Madagascar: La vie des Tananariviens au début de la colonisation

Durant les premières années de colonisation, le Comité de solidarité de Madagascar, constitué pour aider les colons à s'installer dans la Grande ile, reçoit des correspondances de ses représentants dans les grandes villes malgaches.

Plusieurs abordent la situation dans plusieurs points où l'insurrection des Menalamba est virulente. Insurgés qu'en général, les Français de Madagascar assimilent « à une bande de paysans imbéciles et superstitieux qui ont obéi aux menées de fauteurs de désordres, qui obéissaient eux-mêmes, selon toute probabilité, à de grands personnages de Tananarive », lit-on dans une correspondance du 26 décembre 1895. Cette lettre accuse surtout la famille de l'ancien Premier ministre Rainilaiarivony, habituée aux abus de pouvoir.

« Elle est redoutée par tous les Malgaches et c'est une gêne pour toute la population qui craint sans cesse de retomber sous ses exactions. » D'après l'auteur de la correspondance, la famille de Rainilaiarivony reste forte car elle est soutenue pas ses nombreux aides de camp qui circulent en province et « vivent d'exactions et d'intimidations ». Néanmoins, hors de ces points chauds « vite réprimés », tout l'Imerina est tranquille. De même, sur l'axe de Mahajanga, la contrée entre Suberbieville (Maevatanàna) et la capitale se repeuple : la route est ouverte et les bagages peuvent circuler librement.

« D'ailleurs, les pluies torrentielles qui n'ont cessé de tomber depuis plusieurs jours, gêneraient les Fahavalo (ennemis, pour traduire insurgés) dans leurs opérations et les épaves laissées sur la route sont peu faites pour exciter leur cupidité ». Profitant de la pluie, les Merina s'adonnent au travail de la rizière, notamment dans la grande plaine du Betsimitatatra.
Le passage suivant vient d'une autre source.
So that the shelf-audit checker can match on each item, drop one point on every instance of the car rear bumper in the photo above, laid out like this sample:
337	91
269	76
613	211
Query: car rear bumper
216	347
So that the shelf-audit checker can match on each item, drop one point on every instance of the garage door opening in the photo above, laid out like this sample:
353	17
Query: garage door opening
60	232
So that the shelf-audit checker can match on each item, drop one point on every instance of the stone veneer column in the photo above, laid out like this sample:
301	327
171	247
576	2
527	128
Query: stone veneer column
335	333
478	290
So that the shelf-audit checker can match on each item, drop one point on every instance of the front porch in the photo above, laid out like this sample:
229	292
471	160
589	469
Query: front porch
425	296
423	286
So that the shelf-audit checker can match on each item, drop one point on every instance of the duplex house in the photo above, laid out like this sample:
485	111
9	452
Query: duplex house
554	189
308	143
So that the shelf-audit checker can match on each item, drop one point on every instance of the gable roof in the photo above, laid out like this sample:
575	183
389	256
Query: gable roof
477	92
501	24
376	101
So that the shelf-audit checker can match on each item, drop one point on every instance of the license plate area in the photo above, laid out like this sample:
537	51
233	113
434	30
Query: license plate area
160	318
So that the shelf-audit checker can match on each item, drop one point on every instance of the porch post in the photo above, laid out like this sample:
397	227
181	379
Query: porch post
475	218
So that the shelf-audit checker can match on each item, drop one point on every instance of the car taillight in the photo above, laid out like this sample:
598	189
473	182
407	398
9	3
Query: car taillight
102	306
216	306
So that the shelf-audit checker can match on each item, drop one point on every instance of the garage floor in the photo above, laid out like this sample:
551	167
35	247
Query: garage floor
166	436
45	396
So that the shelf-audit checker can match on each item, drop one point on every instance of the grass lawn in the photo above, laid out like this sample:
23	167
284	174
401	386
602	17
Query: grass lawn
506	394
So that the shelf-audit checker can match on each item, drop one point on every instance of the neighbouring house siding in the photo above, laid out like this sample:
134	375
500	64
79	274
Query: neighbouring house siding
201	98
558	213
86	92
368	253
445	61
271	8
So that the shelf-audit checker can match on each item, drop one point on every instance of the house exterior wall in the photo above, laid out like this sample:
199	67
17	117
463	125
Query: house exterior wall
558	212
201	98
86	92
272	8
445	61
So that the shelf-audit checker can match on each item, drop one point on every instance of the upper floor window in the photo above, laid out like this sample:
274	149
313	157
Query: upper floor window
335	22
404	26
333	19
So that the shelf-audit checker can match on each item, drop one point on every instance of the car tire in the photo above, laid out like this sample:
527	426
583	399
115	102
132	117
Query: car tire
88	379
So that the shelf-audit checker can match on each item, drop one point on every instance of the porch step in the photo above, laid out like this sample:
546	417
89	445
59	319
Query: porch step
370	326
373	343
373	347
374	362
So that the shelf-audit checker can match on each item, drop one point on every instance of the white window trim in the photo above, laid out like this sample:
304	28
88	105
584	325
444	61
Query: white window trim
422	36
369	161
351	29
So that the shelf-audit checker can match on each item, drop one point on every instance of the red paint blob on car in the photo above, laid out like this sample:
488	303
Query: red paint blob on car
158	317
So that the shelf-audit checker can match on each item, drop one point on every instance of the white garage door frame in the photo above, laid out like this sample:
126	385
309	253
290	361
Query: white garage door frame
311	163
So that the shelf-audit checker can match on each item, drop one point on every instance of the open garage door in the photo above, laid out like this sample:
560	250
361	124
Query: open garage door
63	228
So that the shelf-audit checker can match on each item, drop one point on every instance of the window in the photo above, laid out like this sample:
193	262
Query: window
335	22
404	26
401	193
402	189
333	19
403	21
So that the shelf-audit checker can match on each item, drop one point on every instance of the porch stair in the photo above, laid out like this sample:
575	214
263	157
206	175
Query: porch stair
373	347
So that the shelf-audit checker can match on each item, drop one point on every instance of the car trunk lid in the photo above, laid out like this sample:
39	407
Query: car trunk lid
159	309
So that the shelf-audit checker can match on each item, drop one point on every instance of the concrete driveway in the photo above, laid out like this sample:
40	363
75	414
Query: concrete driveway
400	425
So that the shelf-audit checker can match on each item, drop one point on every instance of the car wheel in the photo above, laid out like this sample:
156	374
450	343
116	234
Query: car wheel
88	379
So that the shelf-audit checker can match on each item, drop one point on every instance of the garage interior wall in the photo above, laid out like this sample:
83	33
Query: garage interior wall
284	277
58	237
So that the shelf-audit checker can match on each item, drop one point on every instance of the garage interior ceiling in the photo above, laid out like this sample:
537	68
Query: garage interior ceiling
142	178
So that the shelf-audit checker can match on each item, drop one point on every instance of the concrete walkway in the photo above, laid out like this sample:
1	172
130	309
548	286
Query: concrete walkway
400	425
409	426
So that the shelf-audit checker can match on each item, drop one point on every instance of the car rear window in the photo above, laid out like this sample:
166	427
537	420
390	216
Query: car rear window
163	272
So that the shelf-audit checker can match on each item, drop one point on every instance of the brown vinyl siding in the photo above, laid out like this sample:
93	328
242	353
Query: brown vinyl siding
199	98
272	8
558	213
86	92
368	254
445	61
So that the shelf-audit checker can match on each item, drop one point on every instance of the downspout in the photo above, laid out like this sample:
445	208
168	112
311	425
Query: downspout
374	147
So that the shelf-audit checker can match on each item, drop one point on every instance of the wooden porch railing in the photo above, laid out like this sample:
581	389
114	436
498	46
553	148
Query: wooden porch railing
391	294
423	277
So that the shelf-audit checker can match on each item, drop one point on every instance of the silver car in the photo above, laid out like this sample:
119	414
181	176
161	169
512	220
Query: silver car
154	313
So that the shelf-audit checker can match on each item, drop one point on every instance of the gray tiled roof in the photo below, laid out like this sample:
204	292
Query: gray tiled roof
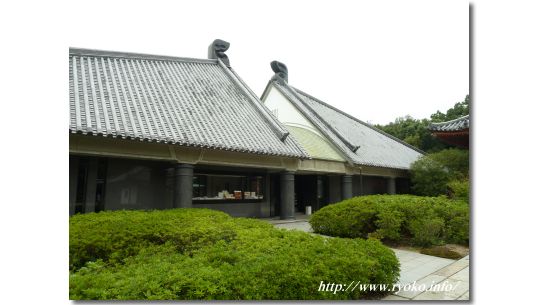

Ce qui, d'après les colons, provoquent une pénurie de leur main-d'oeuvre, les ouvriers étant engagés au travail pénible du défonçage du terrain et du repiquage du riz.

D'autant que, voyant la quantité de riz nécessaire à la consommation du corps d'occupation, les cultivateurs augmentent leur terrain, se lancent dans le jardin potager... « Tous se préparent à gagner de l'argent. » En outre, le travail des bourjanes (porteurs), des conducteurs de mulets et des terrassiers du Génie fait diminuer le nombre de bras disponibles. Ranavalona III, elle, « semble avoir pris définitivement son parti » de la nouvelle situation, continue l'auteur de la correspondance.

En-dehors des « kabary » (grandes assemblées officielles) et des cérémonies, elle sort rarement dans la ville, comme l'étiquette l'exigeait avant la colonisation. Quant à la noblesse, du fait du rôle récent de la reine, « elle reprend le haut du pavé et les vieux possesseurs de fiefs se sentent dégagés de l'étreinte où les a enserrés l'autorité du tyran ». Les troupes d'occupation, de leur côté, ont d'autres intérêts. « Nos soldats, bien indifférents aux dissensions intestines qui pourraient se produire, trouve Tananarive fort supérieur à tout ce qu'ils ont vu en route. » Pour eux, Madagascar est devenu « un pays de cocagne » car ils peuvent s'y procurer des oies et des dindes grasses, des fruits... à bon marché.

Sans oublier, le dimanche matin, les moutons suspendus devant les cantonnements des tirailleurs algériens. Du reste, les hommes de troupe se sont remis de leur fatigue et trois fois par semaine, « sur les digues, ils défilent allègrement au son d'une nouba improvisée ». Souvent un large sourire, en quête de nourriture ou d'aventure, on les voit causer avec les Malgaches avec tant de conviction qu'on les voit attachés à ce pays nouveau. Mais selon le colonel Oudri, « les gaillards seront heureux de retourner au douar, allez ; nous l'avons vu au Tonkin et je suis certain qu'il en sera de même ici ». Pour l'auteur de la correspondance, cette satisfaction des soldats n'est plus qu'un souvenir. Une action double du représentant de la France commence : « organiser pour administrer, ouvrir le pays pour coloniser.»